Den Historiker und Leiter der VHS Hietzing,Robert Streibel, kenne ich, glaube ich, von einigen Exil-Literaturveranstaltungen, habe ihn bei der letzten Sommerakademie des Instituts für jüdische Geschichte in der WU gehört und er hat auch einmal im Kremser Literaturhaus anläßlich einer Kramer-Preisverleihung einen Vortrag über einen Widerstandskämpfer gehalten, nach dem in Stein eine Straße benannt ist, nun hat er ein Buch über das Häftlingsmassaker, das am 6. April 1945 in der Justizstrafanstalt Krems/Stein stattgefunden hat, geschrieben, das vor kurzem bei „Residenz“ erschien und heute in der Alten Klosterkirche der Justizanstalt vorgestellt wurde.
In dem Vorwort beschreibt der Historiker, der in Krems aufgewachsen ist, zwei Erlebnisse, die ihn, den 1959 geborenen mit der NS-Zeit verbinden.

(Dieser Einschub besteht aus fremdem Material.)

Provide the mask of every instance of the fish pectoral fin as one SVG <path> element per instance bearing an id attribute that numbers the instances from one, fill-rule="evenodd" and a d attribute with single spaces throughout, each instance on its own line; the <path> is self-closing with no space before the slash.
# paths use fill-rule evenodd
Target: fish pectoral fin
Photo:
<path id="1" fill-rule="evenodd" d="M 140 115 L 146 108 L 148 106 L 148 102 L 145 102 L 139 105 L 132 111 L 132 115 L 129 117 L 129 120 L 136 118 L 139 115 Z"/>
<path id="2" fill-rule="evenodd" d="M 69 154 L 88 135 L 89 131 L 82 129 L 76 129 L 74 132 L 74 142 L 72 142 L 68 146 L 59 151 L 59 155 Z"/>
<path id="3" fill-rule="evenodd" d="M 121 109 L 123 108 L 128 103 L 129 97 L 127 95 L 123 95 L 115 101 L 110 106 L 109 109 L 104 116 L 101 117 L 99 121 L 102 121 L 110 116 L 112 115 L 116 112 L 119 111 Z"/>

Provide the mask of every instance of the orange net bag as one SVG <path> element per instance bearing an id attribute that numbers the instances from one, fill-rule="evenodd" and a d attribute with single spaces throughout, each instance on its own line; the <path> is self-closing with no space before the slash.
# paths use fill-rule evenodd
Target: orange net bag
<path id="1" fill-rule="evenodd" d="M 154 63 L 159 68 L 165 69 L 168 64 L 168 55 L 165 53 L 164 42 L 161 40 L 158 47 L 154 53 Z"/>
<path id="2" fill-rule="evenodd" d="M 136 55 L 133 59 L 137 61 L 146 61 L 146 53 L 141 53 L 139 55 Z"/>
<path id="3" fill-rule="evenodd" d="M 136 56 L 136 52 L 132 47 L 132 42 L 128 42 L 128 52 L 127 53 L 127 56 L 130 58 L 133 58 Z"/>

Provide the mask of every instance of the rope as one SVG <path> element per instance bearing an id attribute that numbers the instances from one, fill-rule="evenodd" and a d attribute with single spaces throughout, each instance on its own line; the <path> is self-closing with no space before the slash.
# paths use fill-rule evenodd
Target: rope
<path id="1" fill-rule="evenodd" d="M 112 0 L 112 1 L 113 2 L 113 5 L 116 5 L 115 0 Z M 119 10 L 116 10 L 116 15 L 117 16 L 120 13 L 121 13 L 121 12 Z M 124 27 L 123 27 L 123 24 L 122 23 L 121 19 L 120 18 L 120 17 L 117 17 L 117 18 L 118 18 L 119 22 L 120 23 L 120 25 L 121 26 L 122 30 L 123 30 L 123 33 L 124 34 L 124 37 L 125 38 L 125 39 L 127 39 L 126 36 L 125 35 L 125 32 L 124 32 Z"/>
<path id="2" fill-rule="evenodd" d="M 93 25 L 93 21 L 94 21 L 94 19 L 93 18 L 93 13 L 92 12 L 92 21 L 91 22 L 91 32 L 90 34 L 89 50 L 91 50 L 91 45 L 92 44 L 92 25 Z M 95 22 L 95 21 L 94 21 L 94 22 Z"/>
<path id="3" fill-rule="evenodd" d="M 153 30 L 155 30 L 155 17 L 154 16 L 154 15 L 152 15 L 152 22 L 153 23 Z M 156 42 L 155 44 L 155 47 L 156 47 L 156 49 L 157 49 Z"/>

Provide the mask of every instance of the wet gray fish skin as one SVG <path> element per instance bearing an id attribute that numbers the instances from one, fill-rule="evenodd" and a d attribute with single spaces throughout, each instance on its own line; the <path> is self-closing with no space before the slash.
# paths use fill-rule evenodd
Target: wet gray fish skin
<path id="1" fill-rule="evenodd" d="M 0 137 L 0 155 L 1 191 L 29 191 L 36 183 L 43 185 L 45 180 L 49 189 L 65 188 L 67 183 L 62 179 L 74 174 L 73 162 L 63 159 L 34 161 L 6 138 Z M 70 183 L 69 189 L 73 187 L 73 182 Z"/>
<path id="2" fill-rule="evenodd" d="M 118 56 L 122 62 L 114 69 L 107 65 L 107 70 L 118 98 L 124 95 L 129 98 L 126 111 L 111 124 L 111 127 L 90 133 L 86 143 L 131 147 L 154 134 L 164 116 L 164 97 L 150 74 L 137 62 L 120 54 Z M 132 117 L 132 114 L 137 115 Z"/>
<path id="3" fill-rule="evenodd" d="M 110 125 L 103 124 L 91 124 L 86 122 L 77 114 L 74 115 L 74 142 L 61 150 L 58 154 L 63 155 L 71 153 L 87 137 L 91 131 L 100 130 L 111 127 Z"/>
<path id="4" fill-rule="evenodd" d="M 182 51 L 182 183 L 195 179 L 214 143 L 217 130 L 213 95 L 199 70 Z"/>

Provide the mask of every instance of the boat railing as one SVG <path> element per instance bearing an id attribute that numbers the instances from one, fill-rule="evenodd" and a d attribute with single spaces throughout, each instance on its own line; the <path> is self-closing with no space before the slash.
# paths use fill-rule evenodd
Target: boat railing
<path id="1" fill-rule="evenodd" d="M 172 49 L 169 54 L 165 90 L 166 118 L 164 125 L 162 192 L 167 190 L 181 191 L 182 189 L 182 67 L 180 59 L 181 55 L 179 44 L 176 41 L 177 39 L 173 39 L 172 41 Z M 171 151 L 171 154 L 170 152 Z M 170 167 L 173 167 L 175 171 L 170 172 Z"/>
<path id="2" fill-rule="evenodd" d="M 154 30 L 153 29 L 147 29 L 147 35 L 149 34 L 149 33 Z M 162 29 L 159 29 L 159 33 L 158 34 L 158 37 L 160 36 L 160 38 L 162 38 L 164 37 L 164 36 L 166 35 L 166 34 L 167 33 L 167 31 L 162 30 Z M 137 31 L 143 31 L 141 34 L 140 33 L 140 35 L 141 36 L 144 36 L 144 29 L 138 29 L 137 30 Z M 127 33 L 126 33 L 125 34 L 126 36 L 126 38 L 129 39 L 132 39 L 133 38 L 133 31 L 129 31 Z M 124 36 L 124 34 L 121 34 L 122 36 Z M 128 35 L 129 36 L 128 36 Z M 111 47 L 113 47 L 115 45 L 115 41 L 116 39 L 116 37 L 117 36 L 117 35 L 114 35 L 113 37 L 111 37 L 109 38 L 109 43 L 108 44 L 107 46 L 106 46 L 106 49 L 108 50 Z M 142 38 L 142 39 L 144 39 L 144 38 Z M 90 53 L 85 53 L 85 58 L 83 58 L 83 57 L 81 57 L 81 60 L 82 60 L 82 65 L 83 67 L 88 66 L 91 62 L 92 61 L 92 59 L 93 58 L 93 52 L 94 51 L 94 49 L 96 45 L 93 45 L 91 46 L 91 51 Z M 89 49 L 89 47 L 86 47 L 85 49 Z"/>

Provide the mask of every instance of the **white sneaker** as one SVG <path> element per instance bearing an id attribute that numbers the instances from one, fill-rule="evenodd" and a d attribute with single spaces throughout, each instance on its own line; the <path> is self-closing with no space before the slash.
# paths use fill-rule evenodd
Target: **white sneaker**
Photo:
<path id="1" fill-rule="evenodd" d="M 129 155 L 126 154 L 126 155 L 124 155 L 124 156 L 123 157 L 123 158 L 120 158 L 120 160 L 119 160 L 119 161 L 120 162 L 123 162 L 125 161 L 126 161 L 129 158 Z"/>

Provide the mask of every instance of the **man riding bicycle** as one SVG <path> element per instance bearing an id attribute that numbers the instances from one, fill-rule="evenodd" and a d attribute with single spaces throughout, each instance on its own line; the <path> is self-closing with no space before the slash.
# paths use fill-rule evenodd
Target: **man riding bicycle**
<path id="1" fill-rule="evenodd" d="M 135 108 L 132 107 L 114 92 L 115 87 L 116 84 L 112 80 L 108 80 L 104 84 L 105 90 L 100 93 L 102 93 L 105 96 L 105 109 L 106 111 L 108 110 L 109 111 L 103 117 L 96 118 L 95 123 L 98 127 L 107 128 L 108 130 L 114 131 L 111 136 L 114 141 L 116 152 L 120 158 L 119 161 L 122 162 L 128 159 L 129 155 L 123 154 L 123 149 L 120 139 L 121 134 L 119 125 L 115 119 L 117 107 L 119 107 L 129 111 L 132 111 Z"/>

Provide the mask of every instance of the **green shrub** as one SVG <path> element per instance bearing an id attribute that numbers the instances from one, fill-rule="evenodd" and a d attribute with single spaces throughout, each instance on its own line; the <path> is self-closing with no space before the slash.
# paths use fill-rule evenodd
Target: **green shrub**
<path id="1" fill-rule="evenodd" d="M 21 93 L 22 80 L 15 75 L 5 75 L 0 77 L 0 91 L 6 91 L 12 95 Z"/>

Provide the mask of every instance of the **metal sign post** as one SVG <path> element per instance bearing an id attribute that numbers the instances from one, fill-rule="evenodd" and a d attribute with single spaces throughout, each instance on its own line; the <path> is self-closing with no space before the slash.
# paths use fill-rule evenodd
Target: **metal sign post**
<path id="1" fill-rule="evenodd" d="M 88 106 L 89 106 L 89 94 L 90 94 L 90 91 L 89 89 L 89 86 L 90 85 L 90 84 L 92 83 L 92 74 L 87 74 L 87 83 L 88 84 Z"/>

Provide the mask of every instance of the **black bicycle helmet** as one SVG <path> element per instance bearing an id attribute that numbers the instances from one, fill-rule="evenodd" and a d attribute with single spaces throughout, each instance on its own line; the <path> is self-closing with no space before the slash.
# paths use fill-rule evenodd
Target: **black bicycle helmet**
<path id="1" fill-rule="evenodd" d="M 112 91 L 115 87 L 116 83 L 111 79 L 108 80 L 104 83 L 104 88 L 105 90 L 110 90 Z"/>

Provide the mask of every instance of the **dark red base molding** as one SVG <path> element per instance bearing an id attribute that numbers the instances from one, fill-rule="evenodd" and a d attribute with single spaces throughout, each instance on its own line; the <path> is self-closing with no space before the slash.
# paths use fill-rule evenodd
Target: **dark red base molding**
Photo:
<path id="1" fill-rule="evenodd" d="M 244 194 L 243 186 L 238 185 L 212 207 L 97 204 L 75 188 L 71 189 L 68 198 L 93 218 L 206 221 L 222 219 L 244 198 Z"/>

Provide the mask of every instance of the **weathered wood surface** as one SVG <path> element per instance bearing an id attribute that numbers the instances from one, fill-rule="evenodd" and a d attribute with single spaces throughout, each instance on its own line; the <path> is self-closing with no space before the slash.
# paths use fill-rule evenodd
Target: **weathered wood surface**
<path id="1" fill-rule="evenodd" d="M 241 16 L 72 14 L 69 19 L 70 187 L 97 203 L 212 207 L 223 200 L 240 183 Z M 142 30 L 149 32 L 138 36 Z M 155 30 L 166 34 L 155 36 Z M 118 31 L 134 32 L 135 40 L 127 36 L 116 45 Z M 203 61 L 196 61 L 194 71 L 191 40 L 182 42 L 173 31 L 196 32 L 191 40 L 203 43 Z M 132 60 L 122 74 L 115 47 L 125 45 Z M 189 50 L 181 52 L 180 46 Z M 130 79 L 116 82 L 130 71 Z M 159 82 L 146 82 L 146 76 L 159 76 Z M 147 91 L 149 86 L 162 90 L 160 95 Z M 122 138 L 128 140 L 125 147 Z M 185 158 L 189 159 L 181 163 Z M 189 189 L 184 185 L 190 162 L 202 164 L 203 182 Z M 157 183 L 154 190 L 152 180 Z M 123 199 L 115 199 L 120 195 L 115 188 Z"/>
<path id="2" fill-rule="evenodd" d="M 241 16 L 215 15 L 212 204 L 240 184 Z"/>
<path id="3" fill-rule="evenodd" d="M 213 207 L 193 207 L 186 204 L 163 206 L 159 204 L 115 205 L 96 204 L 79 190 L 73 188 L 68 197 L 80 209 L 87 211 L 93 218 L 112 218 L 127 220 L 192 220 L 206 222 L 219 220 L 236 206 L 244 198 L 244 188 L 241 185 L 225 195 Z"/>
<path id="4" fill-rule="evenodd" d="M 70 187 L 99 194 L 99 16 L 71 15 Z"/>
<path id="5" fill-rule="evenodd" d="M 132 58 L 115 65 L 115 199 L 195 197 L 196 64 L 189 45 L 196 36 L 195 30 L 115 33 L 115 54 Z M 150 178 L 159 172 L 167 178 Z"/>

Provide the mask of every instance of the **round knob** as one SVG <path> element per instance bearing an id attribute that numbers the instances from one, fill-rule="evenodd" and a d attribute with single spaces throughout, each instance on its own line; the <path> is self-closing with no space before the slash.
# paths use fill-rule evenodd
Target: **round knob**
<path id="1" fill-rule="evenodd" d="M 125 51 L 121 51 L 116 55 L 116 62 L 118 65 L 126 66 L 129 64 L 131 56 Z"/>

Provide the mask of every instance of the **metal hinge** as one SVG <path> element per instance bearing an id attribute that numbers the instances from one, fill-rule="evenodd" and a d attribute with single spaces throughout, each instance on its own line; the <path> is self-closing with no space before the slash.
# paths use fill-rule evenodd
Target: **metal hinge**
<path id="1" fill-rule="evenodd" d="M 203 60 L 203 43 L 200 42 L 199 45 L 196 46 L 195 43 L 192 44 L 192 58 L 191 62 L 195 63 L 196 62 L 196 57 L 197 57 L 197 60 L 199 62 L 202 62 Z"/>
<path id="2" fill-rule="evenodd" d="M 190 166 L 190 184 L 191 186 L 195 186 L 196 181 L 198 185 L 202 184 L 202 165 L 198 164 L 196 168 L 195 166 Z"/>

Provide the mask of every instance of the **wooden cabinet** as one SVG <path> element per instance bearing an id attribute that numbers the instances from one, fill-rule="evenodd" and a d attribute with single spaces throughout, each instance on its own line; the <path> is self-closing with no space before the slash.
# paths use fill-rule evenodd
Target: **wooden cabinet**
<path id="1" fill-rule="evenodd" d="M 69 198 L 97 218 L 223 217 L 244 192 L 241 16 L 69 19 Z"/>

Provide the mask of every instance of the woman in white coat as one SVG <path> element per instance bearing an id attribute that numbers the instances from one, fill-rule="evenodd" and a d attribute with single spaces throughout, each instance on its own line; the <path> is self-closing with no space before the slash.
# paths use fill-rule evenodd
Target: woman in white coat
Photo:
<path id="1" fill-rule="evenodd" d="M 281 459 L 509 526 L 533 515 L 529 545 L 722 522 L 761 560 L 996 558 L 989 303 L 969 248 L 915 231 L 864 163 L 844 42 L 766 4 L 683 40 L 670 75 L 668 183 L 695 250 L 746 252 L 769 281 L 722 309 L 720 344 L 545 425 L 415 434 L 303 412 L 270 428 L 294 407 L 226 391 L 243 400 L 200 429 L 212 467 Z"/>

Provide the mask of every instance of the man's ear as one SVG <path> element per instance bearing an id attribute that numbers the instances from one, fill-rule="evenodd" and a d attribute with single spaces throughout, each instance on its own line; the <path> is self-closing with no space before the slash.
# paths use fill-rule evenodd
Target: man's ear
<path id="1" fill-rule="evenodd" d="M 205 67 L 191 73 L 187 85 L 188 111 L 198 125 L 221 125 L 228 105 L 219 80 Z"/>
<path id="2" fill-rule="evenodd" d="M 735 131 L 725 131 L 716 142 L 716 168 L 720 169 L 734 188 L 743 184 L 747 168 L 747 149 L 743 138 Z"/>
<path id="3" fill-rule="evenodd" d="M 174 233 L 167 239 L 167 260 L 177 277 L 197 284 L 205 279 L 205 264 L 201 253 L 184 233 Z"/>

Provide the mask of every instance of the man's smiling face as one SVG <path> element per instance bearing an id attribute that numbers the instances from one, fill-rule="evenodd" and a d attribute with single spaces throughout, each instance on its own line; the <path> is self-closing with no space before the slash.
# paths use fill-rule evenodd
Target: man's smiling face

Zu Beginn, 1938 wurde der jüdische Rechtsanwalt Dr. Brüll, bei dem Streibels Großmutter Hausgehilfin war, vor seiner Praxis zusammengeschlagen und das Kind oder der Jugendliche ging jeden Tag am Schulweg vor dem Haus vorbei und am Ende im April 19445 fand dieses Häftlingsmassaker statt, daß sein Vater als Dreizehnjähriger miterlebte und offenbar auch dabei war, als einer der Häftlinge erschlagen wurde.
Jedenfalls schildert Robert Streibel in seinem Dokumentarroman, zu dem der von Erich Hackl ermuntert wurde und der auf Interviews passiert, die er mit Zeitzeugen, die davon betroffen waren, führte, den dreizehnjährigen Josef Streit, Namen sind, steht in dem Vorwort zum Großteil abgeändert, Sohn einer Tabakarbeiterin, der in einer Traumwelt des Comichelden Rolf Torring lebt, Lebensmittel klaut, von einer Patronenkugel verwundet , aber auch Zeuge wird, wie einer der Häftlinge auf der Straße angeschossen wird und verblutet.
Was ist passiert?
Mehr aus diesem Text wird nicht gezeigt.